Our leisure periods are devoted to hitting the links; when we’re on the clock, we’re rehashing our rounds or counting the hours until we return. We occasionally curse its name, but will defend it to the death to any that besmirch it. In short, golf is our addiction.
Not sure if you fall under this umbrella? Here are some tell-tale signs that you’re obsessed with golf:
You use an umbrella to work on your takeaway
Be sure not to click the automatic button when bringing it back.
You can’t remember all your fiancé’s friends, but can roll-call every Masters champion
In your defense, “Charles Coody” is an unforgettable name.
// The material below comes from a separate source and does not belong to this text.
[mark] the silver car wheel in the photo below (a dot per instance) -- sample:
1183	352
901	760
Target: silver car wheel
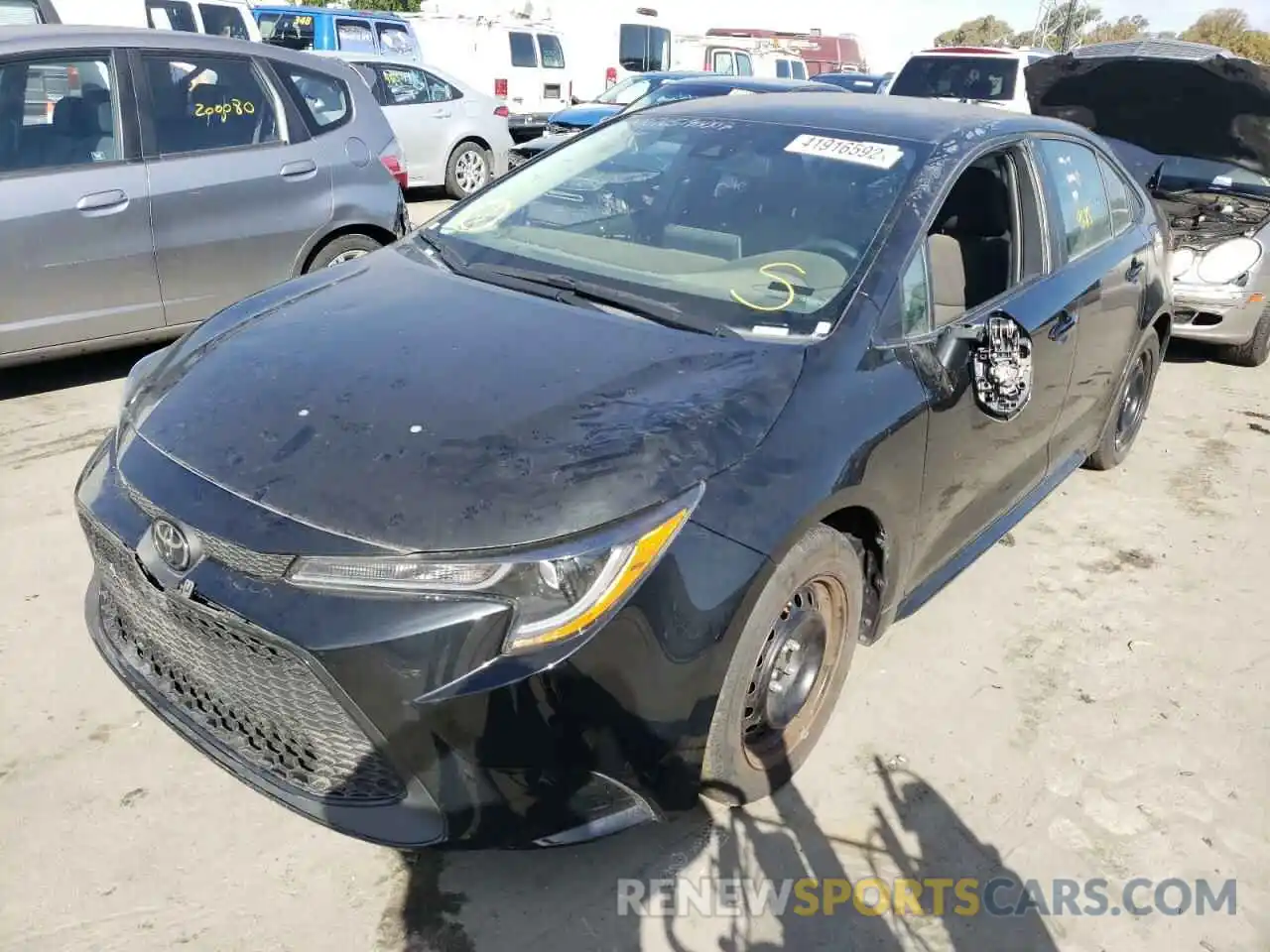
471	172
You can’t explain Einstein’s theory of relativity but do know the Stableford equation
You might sound like John Nash from “A Beautiful Mind,” but it makes sense to you.
You constantly find yourself thinking, “This would make a great par 3”
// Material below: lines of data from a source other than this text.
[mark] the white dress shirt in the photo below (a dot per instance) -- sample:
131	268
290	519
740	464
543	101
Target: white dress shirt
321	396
True story: I once found myself contemplating this at a cemetery during a funeral.
You have some serious year-round tan lines
You don’t get that type of burn from playing softball, my friend.
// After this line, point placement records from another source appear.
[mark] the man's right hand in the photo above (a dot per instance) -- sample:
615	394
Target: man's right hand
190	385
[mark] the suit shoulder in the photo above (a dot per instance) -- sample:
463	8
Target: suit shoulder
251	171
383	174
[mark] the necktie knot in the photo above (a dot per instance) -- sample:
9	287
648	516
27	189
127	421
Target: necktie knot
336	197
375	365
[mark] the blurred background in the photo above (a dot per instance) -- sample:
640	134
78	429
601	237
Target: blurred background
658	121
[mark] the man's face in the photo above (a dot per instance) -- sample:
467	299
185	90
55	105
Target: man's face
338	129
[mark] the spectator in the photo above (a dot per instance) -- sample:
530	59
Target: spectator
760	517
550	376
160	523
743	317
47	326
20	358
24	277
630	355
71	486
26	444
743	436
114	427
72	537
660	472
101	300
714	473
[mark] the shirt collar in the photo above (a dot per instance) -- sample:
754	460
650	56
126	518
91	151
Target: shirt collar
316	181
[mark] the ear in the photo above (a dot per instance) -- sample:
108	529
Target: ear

You’ve tried to put ball markers in vending machines
Better yet, they’ve worked!
You watch “Tin Cup” every time it’s on TV
Even if Don Johnson has the swing of a 20-handicap.
You know how many days it is until your next golf trip
To go along with the subsequent emails to friends keeping them apprised of the countdown.
Your first question when planning a vacation is “What good courses are nearby?”
And if the answer is “none,” you move on to the next prospective destination.
You’re that guy being chased by the course employees when it gets too dark to play
Or, if you’re really close with the staff, they’ll light up the 18th green like the fans did for Tiger at Firestone.
You tend to measure time in relation to the golf calendar
“She’s due the Tuesday after the member-guest.”
You always have an uncanny grasp of the 10-day forecast
Which is coupled with an optimistic outlook. “Guys, it’s only an 80 percent chance of rain. That means there’s a 20 percent shot it won’t!”
The screensaver on your phone is a photo of some great golf course you’ve played or visited
As the Golf Digest editors were compiling this list, I thought, “Eh, this seems like a stretch.” Until I looked down at my phone and realized I have Whistling Straits as my background.
Deem “shooting your age” the highest honor one can achieve
If I ever attain this triumph, I hope I die on the spot. Because life doesn’t get any better than that.